SHANGHAI/BEIJING, May 17 (Reuters) - China’s central bank will use foreign exchange intervention and monetary policy tools to ensure the yuan does not weaken past the 7-per-dollar key level in the immediate term, three people familiar with the central bank’s thinking said.
“At present, rest assured they will certainly not let it break 7,” a source told Reuters.
“Breaking 7 is beneficial to China because it can reduce some of the effects of tariff increases, but the impact on our renminbi confidence is negative and funds will flow out,” the source said.
The yuan, or renminbi, fell to its weakest level since December on Friday, and to within striking distance of the 7 mark last seen during the 2008 financial crisis.

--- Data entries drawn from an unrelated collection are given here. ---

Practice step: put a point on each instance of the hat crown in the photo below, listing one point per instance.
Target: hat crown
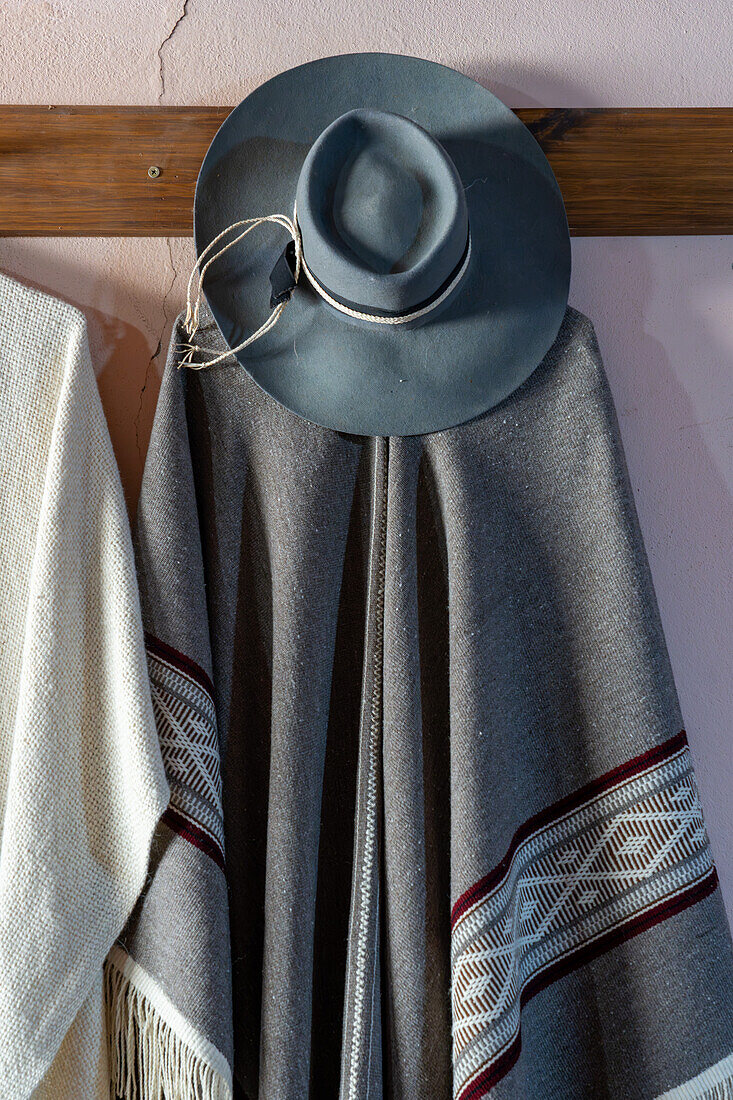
(381, 210)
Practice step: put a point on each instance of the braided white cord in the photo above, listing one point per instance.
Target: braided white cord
(190, 322)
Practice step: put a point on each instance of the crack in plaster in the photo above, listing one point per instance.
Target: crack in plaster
(184, 12)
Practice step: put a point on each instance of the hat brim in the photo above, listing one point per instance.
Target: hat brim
(379, 380)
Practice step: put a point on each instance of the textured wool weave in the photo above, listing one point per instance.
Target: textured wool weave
(81, 777)
(434, 826)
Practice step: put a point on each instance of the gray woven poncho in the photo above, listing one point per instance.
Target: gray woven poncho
(435, 831)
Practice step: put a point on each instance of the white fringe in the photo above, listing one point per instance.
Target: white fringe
(155, 1054)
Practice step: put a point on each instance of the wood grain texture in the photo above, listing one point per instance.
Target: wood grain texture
(83, 171)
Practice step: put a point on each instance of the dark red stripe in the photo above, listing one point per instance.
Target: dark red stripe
(493, 1073)
(195, 835)
(564, 805)
(179, 661)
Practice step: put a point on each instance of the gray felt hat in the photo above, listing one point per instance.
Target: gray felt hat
(428, 274)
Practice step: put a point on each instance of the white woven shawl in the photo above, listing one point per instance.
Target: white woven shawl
(81, 778)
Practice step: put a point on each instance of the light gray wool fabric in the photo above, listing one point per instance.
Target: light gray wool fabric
(434, 829)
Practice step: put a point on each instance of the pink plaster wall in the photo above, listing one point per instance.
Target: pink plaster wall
(663, 307)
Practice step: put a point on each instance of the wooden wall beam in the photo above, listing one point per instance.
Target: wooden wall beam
(84, 171)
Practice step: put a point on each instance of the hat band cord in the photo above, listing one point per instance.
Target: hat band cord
(192, 319)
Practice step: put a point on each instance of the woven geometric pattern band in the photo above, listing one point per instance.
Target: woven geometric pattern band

It has weakened 3 percent in the past month on fading hopes of a deal being struck in the long-running trade war between Beijing and Washington. The latest flare-up in those tensions saw U.S. President Donald Trump increase tariffs on Chinese imports, provoking a similar tariff rise from China.
Although a weaker yuan would support Chinese exporters, the decline would need to be significant to offset the impact of higher U.S. tariffs. Such a fall could in turn fuel capital flight and undermine China’s economic stability, policy insiders said. The source told Reuters that China’s issue of central bank bills in Hong Kong this week was a clear indication of the People’s Bank of China’s intent to soak up offshore yuan and discourage investors from short-selling it.
The PBOC did not immediately respond to Reuters’ request for comment.
A second source familiar with the PBOC’s thinking said the monetary authority would be fine with the yuan weakening to 7 on fundamental factors but would act to prevent speculative short-selling of the currency. (Additional reporting by Swati Pandey in SYDNEY; Writing by Vidya Ranganathan in SINGAPORE; Editing by Sam Holmes)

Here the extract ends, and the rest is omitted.